Person image stylization with FaceMesh input Subject image (1-3)

FaceMesh control image (1)
Create a ${STYLE_PROMPT} image about SUBJECT_DESCRIPTION [1] in the pose of the CONTROL_IMAGE [2] to match the description: a portrait of SUBJECT_DESCRIPTION [1] ${PROMPT} Create a 3D-cartoon style image about a woman with short hair [1] in the pose of the control image [2] to match the description: a portrait of a woman with short hair [1] in 3D-cartoon style with a blurred background. A cute and lovely character, with a smiling face, looking at the camera, pastel color tone ...

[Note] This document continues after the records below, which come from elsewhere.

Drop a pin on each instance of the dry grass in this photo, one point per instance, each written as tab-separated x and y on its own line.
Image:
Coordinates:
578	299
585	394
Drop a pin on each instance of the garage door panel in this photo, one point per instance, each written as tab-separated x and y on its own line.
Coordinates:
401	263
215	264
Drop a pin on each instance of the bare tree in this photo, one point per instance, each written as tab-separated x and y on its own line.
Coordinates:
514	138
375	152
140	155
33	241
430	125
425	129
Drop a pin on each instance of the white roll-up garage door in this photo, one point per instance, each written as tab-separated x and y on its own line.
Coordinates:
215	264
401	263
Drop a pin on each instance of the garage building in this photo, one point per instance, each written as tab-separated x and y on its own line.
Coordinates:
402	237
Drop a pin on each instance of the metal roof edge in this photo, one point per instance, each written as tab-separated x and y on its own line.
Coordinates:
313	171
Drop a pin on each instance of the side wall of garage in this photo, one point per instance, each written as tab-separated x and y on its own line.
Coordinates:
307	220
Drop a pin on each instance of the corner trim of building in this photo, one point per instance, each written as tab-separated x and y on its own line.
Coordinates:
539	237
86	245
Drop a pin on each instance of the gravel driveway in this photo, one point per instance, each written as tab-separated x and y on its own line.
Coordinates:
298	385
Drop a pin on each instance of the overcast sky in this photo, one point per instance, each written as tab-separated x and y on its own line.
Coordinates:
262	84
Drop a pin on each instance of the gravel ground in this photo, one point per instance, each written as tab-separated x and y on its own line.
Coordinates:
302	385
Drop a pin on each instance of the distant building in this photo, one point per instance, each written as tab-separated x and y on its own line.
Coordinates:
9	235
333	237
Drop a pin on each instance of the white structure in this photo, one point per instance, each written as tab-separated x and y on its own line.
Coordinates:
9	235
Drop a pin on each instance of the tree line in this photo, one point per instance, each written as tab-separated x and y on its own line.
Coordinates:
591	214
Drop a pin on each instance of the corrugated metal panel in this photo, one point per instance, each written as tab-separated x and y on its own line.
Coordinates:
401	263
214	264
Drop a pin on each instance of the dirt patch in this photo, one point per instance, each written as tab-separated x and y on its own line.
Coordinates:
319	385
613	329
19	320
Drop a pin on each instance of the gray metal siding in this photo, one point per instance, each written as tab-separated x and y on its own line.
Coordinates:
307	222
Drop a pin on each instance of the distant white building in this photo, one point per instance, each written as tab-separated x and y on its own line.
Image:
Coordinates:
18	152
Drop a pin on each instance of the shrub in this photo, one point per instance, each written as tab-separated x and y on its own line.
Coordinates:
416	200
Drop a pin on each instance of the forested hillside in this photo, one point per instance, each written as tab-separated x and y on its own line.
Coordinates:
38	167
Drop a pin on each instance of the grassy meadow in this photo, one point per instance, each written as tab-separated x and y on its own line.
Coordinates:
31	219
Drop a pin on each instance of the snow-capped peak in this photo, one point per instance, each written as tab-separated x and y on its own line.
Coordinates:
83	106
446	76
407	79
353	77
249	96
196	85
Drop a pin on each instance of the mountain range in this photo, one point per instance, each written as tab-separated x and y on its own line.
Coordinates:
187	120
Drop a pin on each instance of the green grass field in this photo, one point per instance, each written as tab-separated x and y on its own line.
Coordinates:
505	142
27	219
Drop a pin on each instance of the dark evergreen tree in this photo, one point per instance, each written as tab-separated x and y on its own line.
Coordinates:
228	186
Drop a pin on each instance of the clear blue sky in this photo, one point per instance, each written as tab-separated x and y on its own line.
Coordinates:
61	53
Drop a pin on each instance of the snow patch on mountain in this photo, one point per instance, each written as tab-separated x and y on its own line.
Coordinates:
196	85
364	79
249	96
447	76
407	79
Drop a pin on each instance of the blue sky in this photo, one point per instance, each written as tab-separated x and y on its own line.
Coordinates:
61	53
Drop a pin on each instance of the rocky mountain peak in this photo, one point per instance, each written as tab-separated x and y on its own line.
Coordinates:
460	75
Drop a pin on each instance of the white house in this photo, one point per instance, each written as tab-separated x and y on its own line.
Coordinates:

Best practices and limitations

Use cases

The customization capability offers free-style prompting, which can give the impression that the model can do more than it's trained to do. The following sections describe intended use cases for customization, and non-exhaustive examples of unintended use cases.

We recommend using this capability for the intended use cases, since we've trained the model on those use cases and expect good results for them. Conversely, if you push the model to do things outside of the intended use cases, you should expect poor results.

Intended use cases

The following are intended use cases for customization based on a control:

  • Generate an image that follows the prompt and the canny edge control images.

  • Generate an image that follows the prompt and the scribble images.

  • Stylize a photo of a person while preserving the facial expression.

Examples of unintended use cases

The following is a non-exhaustive list of unintended use cases for customization based on a control. The model isn't trained for these use cases, and will likely produce poor results.

  • Generate an image using a style specified in the prompt.

  • Generate an image from text that follows a specific style provided by a reference image, with some level of control on the image composition using control image.

  • Generate an image from text that follows a specific style provided by a reference image, with some level of control on the image composition using a control scribble.

  • Generate an image from text that follows a specific style provided by the reference image, with some level of control on the image composition using a control image. The person in the image has a specific facial expression.

  • Stylize a photo of two or more people, and preserve their facial expressions.

  • Stylize a photo of a pet, and turn it into a drawing. Preserve or specify the composition of the image (for example, watercolor).